Author's Notes

It is over

I am discontinuing this blog.

I actually consulted the Tarot this morning as to what is happening, why, and what I should do. (Read Biddy.) It tells me directly to let go. You have had a break-up and are heartbroken. You are stuck. You need to move on…

I can tell you today it feels like that. It feels like my boyfriend broke-up with me and has left. I have repeatedly called and left messages, but now it is getting embarrassing. I am making a fool out of myself. That’s what would be happening in the human experience.

And this feels exactly like it. EXACTLY. As I wrote in the beginning that it feels like being in love.

I am now heartbroken. My soul is not hurting or crying out like I have lost my father figure. The one who was protecting me. No, this is the loss of a  lover. He has moved on to someone else. It hurts up higher, in my chest. My heart is broken. That’s what this is.

I have to endure this. Allow myself to work through it. There is no sense in drinking myself into oblivion, or spending thousands shopping. I know what this is, and I am old enough to know the quicker I go through the letting go, the quicker I will encounter the transformation that is being dealt to me. Not being asked by God. This is simply the result of a falling out. I have been left. Discarded. I am not worried about offending Him by thinking this way. He does not care right now.

It hurts to write His name or even refer to Him. Every time I have to capitalize that “H”. I cry like a woman who has lost her lover. I have written that already, but it cannot be stressed  enough.

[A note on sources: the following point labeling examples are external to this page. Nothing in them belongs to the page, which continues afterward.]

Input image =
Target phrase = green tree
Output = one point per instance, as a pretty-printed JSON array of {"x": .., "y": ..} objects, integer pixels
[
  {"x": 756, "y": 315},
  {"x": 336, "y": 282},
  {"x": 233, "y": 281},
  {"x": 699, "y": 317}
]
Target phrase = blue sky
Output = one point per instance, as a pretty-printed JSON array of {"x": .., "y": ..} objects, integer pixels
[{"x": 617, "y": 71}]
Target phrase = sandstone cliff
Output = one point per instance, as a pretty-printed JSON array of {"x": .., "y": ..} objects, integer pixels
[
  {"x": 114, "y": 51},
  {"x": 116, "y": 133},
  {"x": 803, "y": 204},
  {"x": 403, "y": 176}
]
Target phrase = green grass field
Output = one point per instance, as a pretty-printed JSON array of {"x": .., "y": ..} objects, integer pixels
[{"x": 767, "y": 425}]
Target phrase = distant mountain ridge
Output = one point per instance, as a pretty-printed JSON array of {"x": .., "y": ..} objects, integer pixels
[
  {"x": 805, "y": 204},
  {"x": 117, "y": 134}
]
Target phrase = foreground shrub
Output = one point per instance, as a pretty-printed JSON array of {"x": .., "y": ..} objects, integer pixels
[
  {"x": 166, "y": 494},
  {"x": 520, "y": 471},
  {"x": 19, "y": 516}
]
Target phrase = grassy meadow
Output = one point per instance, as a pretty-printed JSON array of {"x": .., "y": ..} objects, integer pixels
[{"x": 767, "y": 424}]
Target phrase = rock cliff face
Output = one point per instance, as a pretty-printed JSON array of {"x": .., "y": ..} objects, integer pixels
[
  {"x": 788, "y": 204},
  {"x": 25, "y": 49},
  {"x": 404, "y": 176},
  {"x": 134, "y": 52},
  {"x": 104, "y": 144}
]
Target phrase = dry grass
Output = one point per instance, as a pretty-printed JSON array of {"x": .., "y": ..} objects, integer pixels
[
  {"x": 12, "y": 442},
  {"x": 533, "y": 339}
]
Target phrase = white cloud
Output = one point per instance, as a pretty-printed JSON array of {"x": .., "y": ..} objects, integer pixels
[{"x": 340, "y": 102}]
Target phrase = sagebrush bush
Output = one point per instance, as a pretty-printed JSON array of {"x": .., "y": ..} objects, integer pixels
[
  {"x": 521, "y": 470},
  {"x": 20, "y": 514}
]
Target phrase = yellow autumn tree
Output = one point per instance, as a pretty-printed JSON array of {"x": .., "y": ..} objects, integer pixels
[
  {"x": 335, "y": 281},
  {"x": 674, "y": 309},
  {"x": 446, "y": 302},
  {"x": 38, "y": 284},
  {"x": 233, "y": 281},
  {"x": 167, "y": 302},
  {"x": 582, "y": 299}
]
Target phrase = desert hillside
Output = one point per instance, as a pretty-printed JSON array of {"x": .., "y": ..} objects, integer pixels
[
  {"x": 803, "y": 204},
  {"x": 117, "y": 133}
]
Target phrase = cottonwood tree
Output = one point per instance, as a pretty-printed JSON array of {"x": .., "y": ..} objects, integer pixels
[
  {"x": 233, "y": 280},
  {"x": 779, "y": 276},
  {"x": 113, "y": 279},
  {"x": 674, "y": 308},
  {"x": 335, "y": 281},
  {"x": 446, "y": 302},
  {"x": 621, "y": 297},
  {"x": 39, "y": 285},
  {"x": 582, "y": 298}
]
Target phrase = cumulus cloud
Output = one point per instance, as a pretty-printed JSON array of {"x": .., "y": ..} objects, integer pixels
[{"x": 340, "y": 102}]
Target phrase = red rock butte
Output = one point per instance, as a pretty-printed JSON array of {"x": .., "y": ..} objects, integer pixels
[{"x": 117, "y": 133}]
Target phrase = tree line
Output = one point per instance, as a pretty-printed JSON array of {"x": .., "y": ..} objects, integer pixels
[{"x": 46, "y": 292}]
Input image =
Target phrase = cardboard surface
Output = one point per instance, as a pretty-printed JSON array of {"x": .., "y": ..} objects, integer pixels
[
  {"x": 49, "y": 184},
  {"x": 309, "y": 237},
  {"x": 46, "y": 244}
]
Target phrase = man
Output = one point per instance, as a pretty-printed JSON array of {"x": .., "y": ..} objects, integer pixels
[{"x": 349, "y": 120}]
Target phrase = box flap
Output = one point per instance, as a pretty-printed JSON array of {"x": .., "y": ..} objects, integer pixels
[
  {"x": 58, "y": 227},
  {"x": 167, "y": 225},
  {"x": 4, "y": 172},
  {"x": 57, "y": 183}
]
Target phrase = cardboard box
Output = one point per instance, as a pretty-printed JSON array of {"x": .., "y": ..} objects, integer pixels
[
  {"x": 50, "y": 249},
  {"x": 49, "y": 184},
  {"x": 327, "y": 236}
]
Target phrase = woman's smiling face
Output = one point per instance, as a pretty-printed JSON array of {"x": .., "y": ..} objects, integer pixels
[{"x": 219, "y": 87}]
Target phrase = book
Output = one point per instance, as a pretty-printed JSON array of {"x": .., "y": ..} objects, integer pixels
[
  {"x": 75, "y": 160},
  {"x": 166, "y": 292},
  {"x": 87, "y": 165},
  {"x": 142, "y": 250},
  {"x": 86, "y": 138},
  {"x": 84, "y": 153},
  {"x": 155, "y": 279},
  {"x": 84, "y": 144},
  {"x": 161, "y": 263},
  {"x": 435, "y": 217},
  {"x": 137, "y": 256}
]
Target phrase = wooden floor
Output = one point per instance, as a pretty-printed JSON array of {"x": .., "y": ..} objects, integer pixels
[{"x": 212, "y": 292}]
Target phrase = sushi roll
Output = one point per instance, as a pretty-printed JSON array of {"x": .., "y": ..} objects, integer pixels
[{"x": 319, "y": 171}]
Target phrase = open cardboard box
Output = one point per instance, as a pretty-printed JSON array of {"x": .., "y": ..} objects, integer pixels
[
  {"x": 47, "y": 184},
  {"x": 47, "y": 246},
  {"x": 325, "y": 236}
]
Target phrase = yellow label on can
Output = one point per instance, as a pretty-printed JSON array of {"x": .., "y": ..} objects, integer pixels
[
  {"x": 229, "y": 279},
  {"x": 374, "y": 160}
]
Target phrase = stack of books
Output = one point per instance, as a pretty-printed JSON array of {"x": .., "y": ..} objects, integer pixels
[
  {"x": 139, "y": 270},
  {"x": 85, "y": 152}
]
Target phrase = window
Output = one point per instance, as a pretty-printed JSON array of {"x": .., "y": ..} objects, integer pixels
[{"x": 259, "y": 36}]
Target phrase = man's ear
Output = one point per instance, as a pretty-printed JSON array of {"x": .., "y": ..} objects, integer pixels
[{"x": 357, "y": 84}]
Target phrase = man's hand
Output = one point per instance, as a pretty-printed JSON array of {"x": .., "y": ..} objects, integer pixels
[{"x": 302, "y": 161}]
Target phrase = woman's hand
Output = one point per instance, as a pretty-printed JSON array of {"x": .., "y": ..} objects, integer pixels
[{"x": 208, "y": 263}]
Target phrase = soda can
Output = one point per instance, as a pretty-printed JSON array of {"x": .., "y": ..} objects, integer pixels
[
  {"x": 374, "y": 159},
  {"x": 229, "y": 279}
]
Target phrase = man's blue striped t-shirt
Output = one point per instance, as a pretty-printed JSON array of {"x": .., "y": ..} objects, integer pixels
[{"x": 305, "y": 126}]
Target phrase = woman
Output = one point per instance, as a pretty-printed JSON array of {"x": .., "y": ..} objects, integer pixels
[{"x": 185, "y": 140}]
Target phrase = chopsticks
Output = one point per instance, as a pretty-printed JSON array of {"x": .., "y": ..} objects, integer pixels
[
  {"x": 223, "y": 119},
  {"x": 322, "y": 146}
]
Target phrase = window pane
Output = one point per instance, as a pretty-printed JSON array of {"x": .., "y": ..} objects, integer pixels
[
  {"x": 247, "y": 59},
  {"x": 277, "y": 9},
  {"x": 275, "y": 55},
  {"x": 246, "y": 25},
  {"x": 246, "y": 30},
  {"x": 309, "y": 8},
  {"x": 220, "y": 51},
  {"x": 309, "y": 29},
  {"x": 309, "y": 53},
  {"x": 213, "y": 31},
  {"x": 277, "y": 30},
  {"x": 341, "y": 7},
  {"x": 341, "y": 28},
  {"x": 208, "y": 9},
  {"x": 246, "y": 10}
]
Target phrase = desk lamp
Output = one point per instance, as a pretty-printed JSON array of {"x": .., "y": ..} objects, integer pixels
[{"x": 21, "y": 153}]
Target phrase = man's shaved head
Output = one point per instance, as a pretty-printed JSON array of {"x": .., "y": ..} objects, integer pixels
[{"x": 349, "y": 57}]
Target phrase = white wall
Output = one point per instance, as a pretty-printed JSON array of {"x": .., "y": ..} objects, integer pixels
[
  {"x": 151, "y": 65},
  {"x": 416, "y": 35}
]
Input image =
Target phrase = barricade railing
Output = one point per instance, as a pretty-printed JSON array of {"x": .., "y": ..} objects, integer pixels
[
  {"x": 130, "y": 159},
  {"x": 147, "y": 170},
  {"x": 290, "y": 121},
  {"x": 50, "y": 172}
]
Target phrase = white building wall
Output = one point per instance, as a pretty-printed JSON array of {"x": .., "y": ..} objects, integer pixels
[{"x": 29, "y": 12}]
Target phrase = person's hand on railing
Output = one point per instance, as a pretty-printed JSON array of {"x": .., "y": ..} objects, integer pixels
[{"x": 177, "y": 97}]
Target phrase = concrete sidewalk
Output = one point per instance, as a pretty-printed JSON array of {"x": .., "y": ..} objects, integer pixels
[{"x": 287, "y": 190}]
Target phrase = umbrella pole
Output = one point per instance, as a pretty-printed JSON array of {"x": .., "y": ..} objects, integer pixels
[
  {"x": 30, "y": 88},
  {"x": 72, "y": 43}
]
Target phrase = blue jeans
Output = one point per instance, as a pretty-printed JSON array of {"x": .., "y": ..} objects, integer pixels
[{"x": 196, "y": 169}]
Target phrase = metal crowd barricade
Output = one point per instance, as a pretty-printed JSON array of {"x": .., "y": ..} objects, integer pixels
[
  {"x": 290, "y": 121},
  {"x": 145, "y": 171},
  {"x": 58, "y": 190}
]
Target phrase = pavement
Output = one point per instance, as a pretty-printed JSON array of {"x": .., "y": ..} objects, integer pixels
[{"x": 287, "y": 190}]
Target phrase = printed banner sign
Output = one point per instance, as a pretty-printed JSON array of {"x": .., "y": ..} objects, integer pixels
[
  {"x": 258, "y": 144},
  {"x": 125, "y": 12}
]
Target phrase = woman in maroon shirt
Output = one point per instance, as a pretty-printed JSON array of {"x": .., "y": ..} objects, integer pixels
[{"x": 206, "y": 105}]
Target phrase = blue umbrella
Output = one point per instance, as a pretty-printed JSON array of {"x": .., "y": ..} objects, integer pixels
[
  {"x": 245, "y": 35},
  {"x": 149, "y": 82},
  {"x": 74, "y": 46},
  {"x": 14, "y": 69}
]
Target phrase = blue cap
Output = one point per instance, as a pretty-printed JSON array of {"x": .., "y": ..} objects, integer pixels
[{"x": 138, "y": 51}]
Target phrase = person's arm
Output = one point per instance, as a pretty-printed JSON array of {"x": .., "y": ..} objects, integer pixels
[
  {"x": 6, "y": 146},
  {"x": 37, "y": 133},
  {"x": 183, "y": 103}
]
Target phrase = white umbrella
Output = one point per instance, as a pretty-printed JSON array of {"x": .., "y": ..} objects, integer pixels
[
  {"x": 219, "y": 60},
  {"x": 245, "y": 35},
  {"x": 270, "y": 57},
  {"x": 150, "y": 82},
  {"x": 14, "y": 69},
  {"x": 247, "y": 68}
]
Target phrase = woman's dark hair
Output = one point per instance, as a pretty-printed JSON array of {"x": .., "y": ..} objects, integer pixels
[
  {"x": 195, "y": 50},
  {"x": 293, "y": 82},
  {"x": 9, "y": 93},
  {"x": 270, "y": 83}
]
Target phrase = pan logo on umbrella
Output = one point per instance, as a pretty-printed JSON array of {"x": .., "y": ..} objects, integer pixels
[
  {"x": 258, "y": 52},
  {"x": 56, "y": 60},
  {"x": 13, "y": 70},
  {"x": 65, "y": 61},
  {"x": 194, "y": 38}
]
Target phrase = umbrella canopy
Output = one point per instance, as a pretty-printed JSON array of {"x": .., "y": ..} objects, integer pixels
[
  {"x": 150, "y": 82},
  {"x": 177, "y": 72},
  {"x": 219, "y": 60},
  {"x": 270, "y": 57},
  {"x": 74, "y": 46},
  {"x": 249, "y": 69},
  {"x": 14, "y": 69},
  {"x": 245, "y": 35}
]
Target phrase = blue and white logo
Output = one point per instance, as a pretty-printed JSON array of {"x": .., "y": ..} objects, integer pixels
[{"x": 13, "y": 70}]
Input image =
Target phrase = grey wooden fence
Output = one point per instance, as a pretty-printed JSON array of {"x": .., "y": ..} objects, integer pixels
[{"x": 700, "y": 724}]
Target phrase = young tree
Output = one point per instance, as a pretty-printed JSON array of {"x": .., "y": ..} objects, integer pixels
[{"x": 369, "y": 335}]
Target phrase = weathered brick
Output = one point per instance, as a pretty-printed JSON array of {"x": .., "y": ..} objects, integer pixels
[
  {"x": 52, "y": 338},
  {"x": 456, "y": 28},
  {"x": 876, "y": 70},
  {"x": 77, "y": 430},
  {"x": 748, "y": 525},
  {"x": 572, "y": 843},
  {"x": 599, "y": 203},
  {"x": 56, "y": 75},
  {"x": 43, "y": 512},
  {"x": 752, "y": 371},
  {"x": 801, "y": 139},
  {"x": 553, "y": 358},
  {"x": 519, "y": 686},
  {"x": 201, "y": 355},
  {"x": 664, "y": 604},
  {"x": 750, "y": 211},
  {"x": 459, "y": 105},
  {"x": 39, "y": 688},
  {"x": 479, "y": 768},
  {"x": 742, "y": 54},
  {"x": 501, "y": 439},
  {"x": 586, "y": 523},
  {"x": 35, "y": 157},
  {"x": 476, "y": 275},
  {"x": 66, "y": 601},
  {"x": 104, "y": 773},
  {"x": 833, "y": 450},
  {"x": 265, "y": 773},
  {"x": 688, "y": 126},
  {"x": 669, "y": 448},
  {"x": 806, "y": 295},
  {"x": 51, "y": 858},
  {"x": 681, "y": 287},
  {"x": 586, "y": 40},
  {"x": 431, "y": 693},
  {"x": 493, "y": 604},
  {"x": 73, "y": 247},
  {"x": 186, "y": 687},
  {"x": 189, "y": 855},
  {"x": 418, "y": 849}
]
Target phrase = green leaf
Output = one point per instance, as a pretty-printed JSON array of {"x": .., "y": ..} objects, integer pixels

They have both left. I do not feel Auriel either, but it hurts much, much less to feel that. I can write his name without crying. And I do cry over this. They are human tears. They come from the heart and not the soul. It feels like it is simple. I don’t like it any better though. I almost like the soul’s pain more than this.

Faith is not involved. I don’t feel as if I lost it, but I also do not feel it.

Today I sincerely feel that He will not come back. I do not have hope that I am wrong about that. This is a knowing. Like He has given me before. I do not feel confused as to what to do. I will simply move on with my life. Alone.